Menurut data resmi, standar yang direkomendasikan oleh Confederación Brasileira de Futebol (CBF) untuk kompetisi domestik Brasil adalah 105 meter panjang dan 68 meter lebar. Dengan mengurangi lebar empat meter, Cerro Porteño berharap menekan pola permainan Palmeiras yang mengandalkan penetrasi melalui sisi lapangan.
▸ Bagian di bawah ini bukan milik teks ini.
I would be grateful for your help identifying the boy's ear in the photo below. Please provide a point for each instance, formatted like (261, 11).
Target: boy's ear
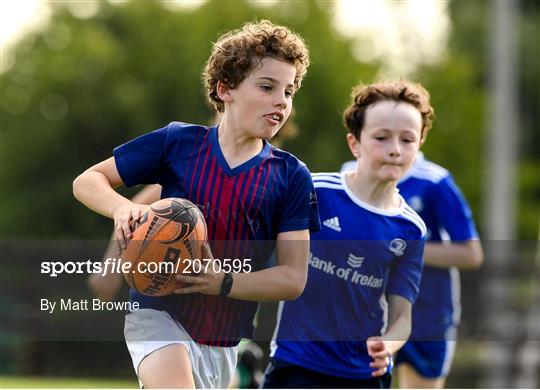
(224, 92)
(354, 145)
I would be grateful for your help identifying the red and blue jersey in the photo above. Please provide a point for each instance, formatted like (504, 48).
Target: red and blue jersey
(245, 208)
(361, 255)
(431, 191)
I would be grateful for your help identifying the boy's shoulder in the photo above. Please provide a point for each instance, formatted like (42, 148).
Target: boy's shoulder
(408, 213)
(179, 128)
(427, 171)
(290, 161)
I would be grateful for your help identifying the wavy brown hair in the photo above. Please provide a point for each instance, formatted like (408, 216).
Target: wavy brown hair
(364, 96)
(236, 53)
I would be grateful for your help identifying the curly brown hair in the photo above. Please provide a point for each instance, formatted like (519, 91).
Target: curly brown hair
(234, 53)
(364, 96)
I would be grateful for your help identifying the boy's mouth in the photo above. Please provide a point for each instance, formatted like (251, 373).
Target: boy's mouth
(276, 117)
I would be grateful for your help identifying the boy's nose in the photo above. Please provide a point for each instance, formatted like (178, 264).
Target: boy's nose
(394, 148)
(281, 101)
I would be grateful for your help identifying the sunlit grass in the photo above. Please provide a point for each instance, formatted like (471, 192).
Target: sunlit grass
(14, 382)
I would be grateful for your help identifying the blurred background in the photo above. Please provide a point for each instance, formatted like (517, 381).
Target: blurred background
(78, 78)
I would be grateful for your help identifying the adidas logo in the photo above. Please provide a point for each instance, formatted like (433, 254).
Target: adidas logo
(355, 261)
(333, 223)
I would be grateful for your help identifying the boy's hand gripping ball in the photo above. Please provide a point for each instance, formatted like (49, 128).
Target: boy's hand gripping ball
(164, 241)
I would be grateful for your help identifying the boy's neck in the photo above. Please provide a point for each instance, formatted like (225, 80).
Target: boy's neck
(236, 146)
(382, 195)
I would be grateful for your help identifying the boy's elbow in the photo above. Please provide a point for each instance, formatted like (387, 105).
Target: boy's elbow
(476, 255)
(477, 261)
(76, 187)
(298, 284)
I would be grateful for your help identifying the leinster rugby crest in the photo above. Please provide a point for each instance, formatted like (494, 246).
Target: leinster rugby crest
(397, 246)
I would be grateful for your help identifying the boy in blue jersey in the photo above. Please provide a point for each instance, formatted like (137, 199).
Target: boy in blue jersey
(366, 262)
(424, 361)
(248, 191)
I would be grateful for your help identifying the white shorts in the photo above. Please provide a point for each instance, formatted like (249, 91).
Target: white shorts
(147, 330)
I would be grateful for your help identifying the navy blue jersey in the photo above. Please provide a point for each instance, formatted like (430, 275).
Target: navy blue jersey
(430, 190)
(361, 255)
(244, 207)
(433, 194)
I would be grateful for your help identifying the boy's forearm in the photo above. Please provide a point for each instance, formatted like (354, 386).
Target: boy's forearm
(465, 255)
(94, 190)
(279, 283)
(397, 335)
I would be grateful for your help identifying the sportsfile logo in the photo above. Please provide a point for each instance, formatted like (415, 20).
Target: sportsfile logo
(355, 261)
(347, 274)
(333, 223)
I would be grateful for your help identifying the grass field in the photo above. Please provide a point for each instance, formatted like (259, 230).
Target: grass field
(14, 382)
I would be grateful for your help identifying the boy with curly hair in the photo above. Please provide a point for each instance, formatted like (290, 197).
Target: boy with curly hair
(366, 262)
(248, 191)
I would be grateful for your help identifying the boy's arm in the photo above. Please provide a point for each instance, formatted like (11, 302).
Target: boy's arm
(95, 189)
(284, 282)
(398, 331)
(466, 255)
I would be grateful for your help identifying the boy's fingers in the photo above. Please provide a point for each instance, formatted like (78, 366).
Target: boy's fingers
(379, 372)
(380, 355)
(207, 253)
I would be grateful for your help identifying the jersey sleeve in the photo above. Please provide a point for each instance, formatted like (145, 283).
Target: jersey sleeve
(143, 159)
(453, 212)
(406, 271)
(300, 210)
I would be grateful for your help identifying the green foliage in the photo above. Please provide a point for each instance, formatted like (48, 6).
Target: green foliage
(81, 87)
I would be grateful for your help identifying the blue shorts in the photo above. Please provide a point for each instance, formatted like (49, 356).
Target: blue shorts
(430, 359)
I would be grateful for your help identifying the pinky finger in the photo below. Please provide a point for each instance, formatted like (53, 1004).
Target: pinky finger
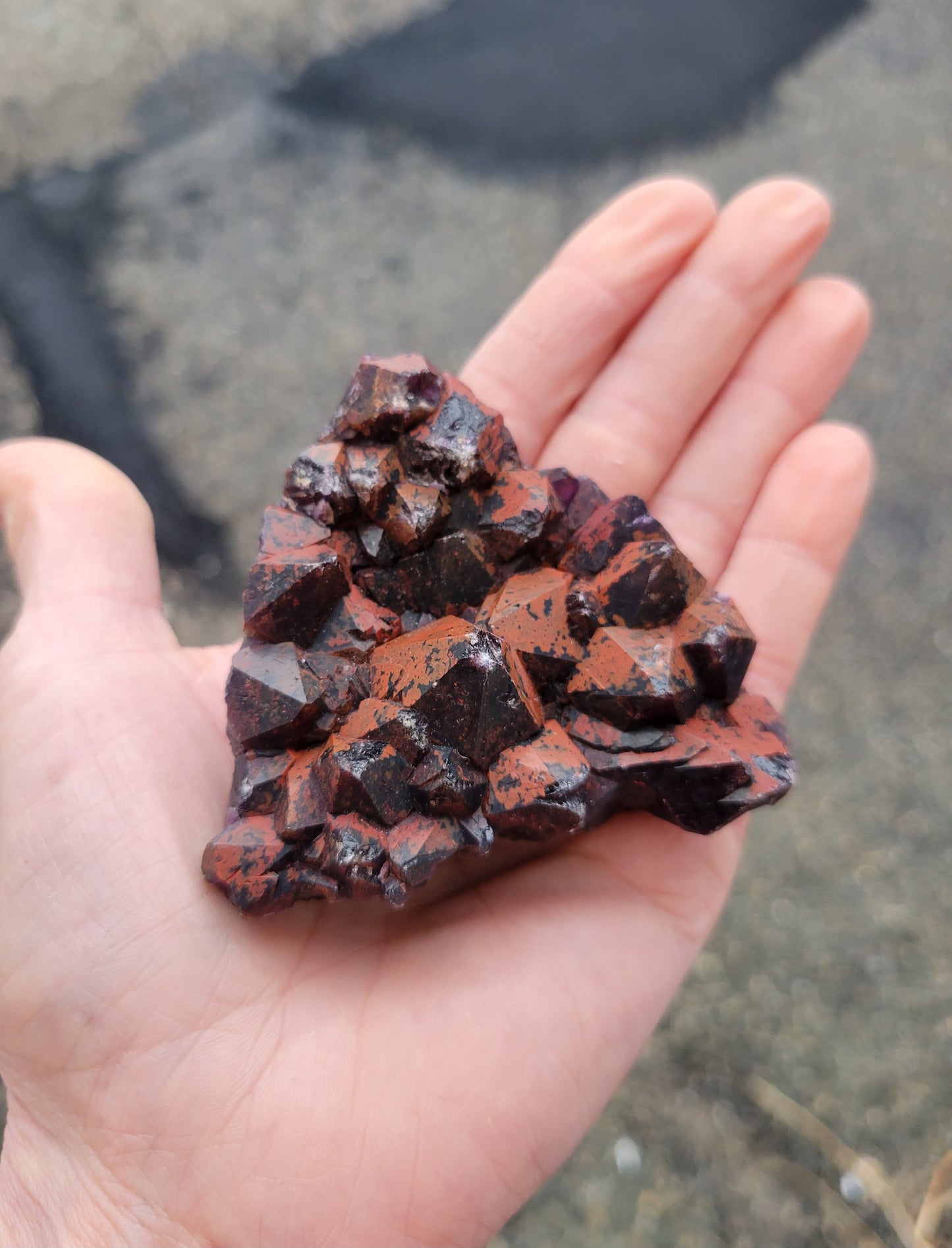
(790, 550)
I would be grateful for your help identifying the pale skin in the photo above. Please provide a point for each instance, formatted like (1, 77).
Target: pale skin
(180, 1075)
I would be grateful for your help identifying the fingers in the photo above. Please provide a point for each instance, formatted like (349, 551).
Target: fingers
(553, 343)
(79, 532)
(790, 550)
(784, 383)
(629, 427)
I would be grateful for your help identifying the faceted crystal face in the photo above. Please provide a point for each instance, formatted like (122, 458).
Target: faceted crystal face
(445, 647)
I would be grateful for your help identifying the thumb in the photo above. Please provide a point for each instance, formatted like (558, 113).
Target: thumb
(79, 532)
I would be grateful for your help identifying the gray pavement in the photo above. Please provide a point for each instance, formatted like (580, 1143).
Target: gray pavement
(258, 254)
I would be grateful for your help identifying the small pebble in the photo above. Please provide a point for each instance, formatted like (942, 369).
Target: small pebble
(628, 1156)
(853, 1189)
Reaksi Pelatih dan Konmebol

Abel Ferreira, pelatih Palmeiras, tidak menyembunyikan kekecewaannya. Dalam konferensi pers pasca laga, ia menyatakan, “Saya belum pernah melihat hal seperti ini dalam karier saya. Ini sangat menyedihkan, namun saya harus berhati-hati dalam menyampaikan kritik karena ada risiko sanksi dari CONMEBOL.” Ia menambahkan, “Kami memiliki banyak peluang, bahkan dengan lapangan yang sempit, namun pada akhirnya kami tidak bisa mencetak gol dan tanggung jawab tetap di pundak saya sebagai pelatih.”

CONMEBOL menanggapi kontroversi tersebut dengan menegaskan bahwa dimensi lapangan yang dipilih masih berada dalam batas regulasi yang berlaku. Oleh karena itu, tidak ada dasar untuk mengajukan keluhan resmi dari pihak Palmeiras.

Implikasi pada Klasemen Grup F

Hasil imbang ini menurunkan posisi Palmeiras menjadi peringkat kedua di grup F dengan lima poin, sementara Cerro Porteño tetap pada empat poin, berada satu poin di belakang pemimpin grup, Sporting Cristal (Enam poin). Junior, juara Kolombia sebelas kali, masih tanpa poin pada babak ketiga.

Langkah Selanjutnya

  • Palmeiras akan kembali ke tanah air pada Sabtu depan untuk menghadapi Santos dalam kompetisi domestik Brasil.
  • Cerro Porteño berharap strategi lapangan sempit dapat memberi mereka keunggulan pada pertandingan selanjutnya melawan tim lain di grup.

Meski kontroversi ukuran lapangan menjadi topik perbincangan, gol bunuh diri yang tak terduga tetap menjadi momen krusial yang menentukan hasil akhir. Kedua tim kini harus menatap pertandingan berikutnya dengan strategi baru, sementara pengamat sepak bola menantikan keputusan lebih lanjut dari CONMEBOL terkait regulasi dimensi lapangan di kompetisi internasional.